Watts said he thinks those dollars -- once the settlement is finalized -- will take about a year to trickle down to the communities, but they would be collected over decades.
The opioids council would be made up of three members appointed by the governor and three members appointed by the Texas attorney general. The cities and counties would appoint six members by regional health care partnership regions. The chair would be appointed by the governor and be a non-voting member unless there is a tie.
The council will approve abatement strategies, determine a single point of contact to receive requests for funds and approve expenditures and order the release of funds.
UT Health SA psychiatrist Jennifer Sharpe Potter, who’s researched the use and treatment of opioids in the area extensively, said she’s cautiously optimistic about the plan of action. She hopes the funds don’t get tied up in political limbo and make it down to the communities who need it now. She said she hopes the funds don't go to vanity projects but instead toward proven treatment methods.
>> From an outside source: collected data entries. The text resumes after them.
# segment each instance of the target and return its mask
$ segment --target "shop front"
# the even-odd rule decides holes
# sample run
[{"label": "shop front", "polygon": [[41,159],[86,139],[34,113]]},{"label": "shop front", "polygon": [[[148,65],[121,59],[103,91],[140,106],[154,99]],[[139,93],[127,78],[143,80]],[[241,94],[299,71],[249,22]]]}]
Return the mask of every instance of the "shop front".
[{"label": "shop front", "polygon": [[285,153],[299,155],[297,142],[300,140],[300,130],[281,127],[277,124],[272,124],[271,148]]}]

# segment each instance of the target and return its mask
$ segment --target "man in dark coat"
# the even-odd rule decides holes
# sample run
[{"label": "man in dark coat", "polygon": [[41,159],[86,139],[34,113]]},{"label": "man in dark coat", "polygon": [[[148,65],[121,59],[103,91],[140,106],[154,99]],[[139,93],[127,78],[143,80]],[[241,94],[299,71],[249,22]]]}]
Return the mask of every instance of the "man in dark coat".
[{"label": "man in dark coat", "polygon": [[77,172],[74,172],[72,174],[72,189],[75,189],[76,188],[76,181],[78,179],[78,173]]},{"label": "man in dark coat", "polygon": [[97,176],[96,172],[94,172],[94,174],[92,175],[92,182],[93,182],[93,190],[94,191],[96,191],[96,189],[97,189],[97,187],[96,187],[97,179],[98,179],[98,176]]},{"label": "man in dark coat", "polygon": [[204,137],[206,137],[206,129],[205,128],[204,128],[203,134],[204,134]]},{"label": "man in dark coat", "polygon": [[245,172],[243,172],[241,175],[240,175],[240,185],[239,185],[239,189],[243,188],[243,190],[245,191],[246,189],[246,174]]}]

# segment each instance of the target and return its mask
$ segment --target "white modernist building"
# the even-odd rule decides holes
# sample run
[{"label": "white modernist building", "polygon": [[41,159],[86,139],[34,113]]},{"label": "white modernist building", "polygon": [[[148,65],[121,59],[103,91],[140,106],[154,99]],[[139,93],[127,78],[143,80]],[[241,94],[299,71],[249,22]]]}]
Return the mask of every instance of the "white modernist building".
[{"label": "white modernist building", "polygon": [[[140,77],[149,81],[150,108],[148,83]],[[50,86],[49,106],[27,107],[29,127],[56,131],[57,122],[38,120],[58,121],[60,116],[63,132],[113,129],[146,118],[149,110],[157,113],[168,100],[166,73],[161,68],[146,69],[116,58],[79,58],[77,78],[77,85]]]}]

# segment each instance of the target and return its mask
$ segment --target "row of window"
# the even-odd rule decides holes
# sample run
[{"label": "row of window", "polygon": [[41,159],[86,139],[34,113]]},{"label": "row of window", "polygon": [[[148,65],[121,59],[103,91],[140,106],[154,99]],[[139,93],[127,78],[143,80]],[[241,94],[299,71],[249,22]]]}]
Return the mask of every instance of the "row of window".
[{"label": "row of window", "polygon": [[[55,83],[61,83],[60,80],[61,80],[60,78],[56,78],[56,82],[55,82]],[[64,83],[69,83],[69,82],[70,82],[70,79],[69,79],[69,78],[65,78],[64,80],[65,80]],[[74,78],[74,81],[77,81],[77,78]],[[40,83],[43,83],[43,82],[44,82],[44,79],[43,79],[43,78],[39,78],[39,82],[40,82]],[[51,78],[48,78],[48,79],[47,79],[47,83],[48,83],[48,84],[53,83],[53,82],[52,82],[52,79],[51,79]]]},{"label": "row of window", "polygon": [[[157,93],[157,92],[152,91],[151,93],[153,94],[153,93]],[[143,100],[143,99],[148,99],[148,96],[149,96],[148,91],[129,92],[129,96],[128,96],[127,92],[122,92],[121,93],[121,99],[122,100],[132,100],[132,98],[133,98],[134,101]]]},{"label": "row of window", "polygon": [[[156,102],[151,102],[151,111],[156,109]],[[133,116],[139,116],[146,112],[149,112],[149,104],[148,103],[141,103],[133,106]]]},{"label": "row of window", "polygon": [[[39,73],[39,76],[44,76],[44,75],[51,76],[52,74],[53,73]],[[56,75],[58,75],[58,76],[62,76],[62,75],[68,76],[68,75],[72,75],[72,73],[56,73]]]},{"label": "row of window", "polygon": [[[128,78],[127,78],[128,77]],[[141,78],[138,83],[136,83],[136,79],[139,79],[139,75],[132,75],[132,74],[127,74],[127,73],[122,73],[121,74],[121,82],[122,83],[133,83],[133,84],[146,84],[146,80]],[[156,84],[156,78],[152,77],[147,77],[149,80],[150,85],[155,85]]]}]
“It is exhausting for families trying to find access to this treatment, particularly if they do not have financial resources. It can often be impossible. There are waiting lists,” Potter said. “What these dollars should be used to do is to provide that access.”
Bexar County Judge Nelson Wolff says he’s not entirely sold on whether this plan is the best for the community. He said he expects to learn more about it during the next Commissioners Court meeting on Tuesday. The county is expected to get more than $7 million.
Watts said companies are ready to settle the lawsuits, and the execution of this distribution plan will mean those funds get to the community quickly.